On se souvient peut-être de Simpson, l’acolyte de Hobbs ; et si on n’a pas oublié son entretien avec Robson, immédiatement après l’incendie du Randyvow, on se rendra compte de l’importance du témoignage par lui porté contre le malheureux fermier de Haytersbank.

« Que lui est-il arrivé ? dit Sylvia dressant l’oreille.

— Quand il est rentré à Monkshaven, reprit Kester d’un ton satisfait, on lui a servi un fameux régal composé d’œufs et de cailloux… sans trop s’inquiéter, ajouta-t-il en souriant, si les œufs étaient gâtés, ou si les pierres étaient dures… »

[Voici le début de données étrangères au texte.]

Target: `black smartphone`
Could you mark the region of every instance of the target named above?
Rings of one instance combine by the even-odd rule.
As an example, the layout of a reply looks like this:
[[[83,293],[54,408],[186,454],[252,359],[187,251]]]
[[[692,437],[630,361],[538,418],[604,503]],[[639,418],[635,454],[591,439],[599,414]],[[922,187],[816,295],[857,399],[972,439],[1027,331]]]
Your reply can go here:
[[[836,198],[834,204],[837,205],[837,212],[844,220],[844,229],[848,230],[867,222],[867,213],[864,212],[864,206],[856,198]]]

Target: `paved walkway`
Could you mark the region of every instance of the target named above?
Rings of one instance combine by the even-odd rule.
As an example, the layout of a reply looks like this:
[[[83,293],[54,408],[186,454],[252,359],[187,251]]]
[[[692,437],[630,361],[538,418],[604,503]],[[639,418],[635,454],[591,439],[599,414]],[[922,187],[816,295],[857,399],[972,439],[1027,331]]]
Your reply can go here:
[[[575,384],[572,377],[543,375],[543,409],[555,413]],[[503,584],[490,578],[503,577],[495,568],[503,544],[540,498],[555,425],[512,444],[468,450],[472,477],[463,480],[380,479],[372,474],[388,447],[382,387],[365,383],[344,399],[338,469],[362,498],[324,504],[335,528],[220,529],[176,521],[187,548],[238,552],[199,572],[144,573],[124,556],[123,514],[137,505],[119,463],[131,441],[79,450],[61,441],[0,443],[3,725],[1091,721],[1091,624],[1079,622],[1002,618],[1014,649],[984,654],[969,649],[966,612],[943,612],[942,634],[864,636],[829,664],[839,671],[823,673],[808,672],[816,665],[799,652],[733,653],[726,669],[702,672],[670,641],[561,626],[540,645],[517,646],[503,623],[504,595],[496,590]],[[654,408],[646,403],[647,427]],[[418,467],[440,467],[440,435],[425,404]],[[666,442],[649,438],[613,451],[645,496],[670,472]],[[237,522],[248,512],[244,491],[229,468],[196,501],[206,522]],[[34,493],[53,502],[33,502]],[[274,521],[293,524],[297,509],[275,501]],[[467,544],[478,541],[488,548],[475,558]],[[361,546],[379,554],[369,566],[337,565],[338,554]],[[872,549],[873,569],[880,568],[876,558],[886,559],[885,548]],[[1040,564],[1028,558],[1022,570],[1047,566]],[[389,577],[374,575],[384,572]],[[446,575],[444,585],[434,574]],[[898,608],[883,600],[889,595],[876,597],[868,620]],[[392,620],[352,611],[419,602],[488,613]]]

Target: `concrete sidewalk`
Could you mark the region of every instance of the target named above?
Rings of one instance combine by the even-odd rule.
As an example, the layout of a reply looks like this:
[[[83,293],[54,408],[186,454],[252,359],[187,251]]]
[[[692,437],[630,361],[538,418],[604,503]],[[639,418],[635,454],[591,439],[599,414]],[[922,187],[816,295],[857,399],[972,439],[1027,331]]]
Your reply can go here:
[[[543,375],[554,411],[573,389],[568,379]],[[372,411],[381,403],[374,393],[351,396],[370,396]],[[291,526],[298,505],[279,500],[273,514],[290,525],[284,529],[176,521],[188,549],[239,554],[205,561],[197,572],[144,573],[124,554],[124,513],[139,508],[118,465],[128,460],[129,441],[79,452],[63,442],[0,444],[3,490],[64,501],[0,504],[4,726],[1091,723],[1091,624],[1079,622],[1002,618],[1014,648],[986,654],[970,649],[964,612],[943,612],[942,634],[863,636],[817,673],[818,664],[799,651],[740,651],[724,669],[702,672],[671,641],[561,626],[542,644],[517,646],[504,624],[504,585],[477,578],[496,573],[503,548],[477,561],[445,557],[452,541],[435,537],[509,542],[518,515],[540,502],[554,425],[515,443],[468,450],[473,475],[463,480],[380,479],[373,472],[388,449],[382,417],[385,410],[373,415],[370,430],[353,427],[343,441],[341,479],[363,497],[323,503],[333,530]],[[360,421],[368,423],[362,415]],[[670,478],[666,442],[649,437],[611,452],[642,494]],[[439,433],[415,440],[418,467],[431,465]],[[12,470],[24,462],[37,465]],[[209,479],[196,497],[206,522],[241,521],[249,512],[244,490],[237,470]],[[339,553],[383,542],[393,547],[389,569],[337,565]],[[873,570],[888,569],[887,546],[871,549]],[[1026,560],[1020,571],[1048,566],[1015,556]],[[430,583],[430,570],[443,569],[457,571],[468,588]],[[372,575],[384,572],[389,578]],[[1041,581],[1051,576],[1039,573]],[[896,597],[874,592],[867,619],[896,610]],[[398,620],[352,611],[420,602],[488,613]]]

Sylvia se taisait ; mais ses lèvres étaient serrées, son front avait pâli, ses yeux lançaient des éclairs.

« J’aurais voulu être là, dit-elle enfin avec une respiration frémissante… J’aurais voulu, moi, aussi lui faire du mal… Et l’expression de son visage était telle, en ce moment, que Kester sentit le cœur lui manquer.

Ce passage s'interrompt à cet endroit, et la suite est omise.